Basically, when investors see weakening economic data, they get worried about their return on investment. That makes them allocate less to riskier stocks and allocate more to less-risky bonds.
This drives stock prices down, and bond prices up.
Then companies look at the stock market turmoil that follows and decide they need to cut spending and costs.
Those cuts trickle down to you and me, and we either have less money to spend or voluntarily cut our spending, which slows the consumer spending that fuels economic growth.
Then poof, a recession.
Is it really that simple? Can recessions start from investors worrying too much?
Well, yeah. One of the largest banks, Bank of America, basically said the same thing in research out today.
THE WORD ON RECESSION FROM WALL STREET
In a research note titled “Can you worry yourself into a recession,” BoA admits that the economic outlook right now is fairly weak. It cited Bloomberg’s survey of economists, a survey of Wall Street investors, and comments from officials at the Federal Reserve—and large segments of all three groups expect a recession in the near future.

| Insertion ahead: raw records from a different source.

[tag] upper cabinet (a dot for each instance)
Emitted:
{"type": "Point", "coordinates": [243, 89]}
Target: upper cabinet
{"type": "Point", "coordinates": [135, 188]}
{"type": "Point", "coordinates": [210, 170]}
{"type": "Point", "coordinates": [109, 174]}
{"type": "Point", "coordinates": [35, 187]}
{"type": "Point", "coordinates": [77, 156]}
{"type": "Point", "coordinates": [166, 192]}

Here’s where the worrying comes in. BoA says one of the biggest factors complicating the economy is the U.S. trade war with China. According to the Wall Street survey BoA cites, it’s the biggest worry on the minds of money managers.
If the trade war drags on, the turbulence it creates in the stock markets could eventually ripple to a recession. Or, we could continue the modest growth the U.S. economy has seen in the last few years.
BoA sums it all up here:
The collective judgment of economists and market participants is that the outlook is looking worse than it did even a few months ago. The US-China trade negotiations seem to be moving in the wrong direction: taking two steps back, one step forward. There is limited growth potential in the US. Fiscal stimulus is fading quickly and the labor market is starting to show signs of cooling off.
Best case is that the US remains resilient in the face of shocks, growing modestly above trend. Worst case is the trade war brings the longest expansion on record to an end. One thing appears certain: it will be a turbulent ride.